Menkeu Tetapkan Batas Maksimal Kumulatif Defisit APBD 2020

Tandaseru – Menteri Keuangan (Menkeu) Sri Mulyani Indrawati mengeluarkan Peraturan Menteri Keuangan (PMK) Nomor 125/PMK.07/2019 tentang Batas Maksimal Kumulatif Defisit Anggaran Pendapatan dan Belanja Daerah (APBD).

PMK tersebut juga mengatur Batas Maksimal Defisit APBS, dan Batas Maksimal Kumulatif Pinjaman Daerah Tahun Anggaran 2020.

“Batas Maksimal Kumulatif Defisit APBD Tahun Anggaran 2020 ditetapkan sebesar 0,28 persen dari proyeksi PDB Tahun Anggaran 2020,” bunyi Pasal 2 ayat (1) PMK ini.

Proyeksi PDB (Produk Domestik Bruto) sebagaimana dimaksud merupakan proyeksi yang digunakan dalam penyusunan Anggaran Pendapatan dan Belanja Negara (APBN) Tahun Anggara 2020.

Adapun Batas Maksimal Defisit APBD Tahun Anggaran 2020 masing-masing daerah, menurut PMK ini, ditetapkan kategori Kapasitas Fiskal Daerah sebagai berikut:

  1. Sebesar 4,5 persen dari perkiraan Pendapatan Daerah Tahun Anggaran 2020 kategori sangat tinggi;
  2. Sebesar 4,25 persen dari perkiraan Pendapatan Daerah Tahun Anggaran 2020 kategori tinggi;
  3. Sebesar 4 persen dari perkiraan Pendapatan Daerah Tahun Anggaran 2020 kategori sedang;
  4. Sebesar 3,75 persen dari perkiraan Pendapatan Daerah Tahun Anggaran 2020 kategori rendah; dan
  5. Sebesar 3,5 persen dari perkiraan Pendapatan Daerah Tahun Anggaran 2020 kategori sangat rendah.

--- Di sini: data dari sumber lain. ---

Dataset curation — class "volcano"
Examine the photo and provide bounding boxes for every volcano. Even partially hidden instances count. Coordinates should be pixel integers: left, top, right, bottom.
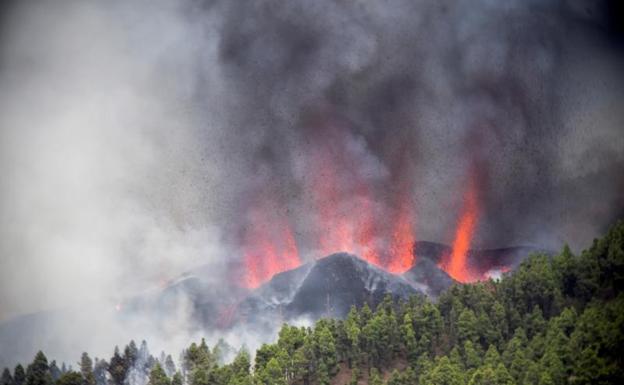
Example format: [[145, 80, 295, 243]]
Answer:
[[0, 242, 545, 366], [238, 253, 425, 322]]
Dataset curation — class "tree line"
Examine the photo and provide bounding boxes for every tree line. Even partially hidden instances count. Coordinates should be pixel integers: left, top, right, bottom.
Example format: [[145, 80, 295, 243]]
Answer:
[[0, 222, 624, 385]]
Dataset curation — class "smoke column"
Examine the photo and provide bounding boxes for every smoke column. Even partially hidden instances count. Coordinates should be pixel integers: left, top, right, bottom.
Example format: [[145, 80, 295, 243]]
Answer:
[[0, 0, 624, 366]]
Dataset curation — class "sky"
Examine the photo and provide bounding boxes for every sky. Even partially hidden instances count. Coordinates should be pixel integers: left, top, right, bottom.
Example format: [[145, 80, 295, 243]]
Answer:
[[0, 0, 624, 364]]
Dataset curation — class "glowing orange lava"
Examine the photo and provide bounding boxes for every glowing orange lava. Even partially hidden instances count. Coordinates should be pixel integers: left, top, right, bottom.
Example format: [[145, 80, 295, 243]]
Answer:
[[243, 200, 301, 288], [440, 172, 482, 282], [238, 122, 415, 288]]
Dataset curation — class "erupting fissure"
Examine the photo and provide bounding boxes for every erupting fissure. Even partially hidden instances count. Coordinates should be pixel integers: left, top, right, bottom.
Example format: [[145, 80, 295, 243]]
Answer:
[[439, 173, 483, 282], [243, 196, 301, 288]]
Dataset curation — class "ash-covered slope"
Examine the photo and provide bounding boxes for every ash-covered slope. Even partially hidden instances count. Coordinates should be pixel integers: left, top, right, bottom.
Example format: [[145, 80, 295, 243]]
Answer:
[[238, 253, 423, 322], [403, 258, 456, 298]]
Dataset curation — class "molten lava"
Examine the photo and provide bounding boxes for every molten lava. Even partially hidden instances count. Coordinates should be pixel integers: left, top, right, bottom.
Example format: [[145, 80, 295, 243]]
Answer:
[[440, 172, 483, 282], [236, 117, 422, 288], [243, 198, 301, 288], [386, 194, 416, 274]]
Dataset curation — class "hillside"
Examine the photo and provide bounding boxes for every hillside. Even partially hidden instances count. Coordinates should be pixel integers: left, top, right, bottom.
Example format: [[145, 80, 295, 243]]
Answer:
[[2, 222, 624, 385]]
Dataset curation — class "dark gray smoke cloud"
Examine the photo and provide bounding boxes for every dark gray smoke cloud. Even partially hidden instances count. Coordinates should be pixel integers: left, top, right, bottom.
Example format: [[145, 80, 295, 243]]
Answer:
[[0, 0, 624, 368]]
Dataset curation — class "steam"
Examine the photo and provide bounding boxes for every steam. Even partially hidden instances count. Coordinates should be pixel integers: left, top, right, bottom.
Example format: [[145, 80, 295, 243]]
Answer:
[[0, 0, 624, 368]]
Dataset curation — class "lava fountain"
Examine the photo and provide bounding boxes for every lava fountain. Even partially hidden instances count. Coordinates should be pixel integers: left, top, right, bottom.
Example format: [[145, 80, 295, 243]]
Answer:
[[243, 194, 301, 288], [439, 171, 482, 282]]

“Batas Maksimal Defisit APBD Tahun Anggaran 2020 masing-masing Daerah menjadi pedoman Pemerintah Daerah dalam menetapkan APBD Tahun Anggaran 2020,” bunyi Pasal 4 PMK ini.

PMK ini juga menetapkan Batas Maksimal Kumulatif Pinjaman Daerah Tahun Anggaran 2020 sebesar 0,28 persen dari proyeksi PDB Tahun Anggaran 2020.

Pinjaman daerah sebagaimana dimaksud, menurut PMK ini, termasuk pinjaman yang digunakan untuk mendanai pengeluaran pembiayaan.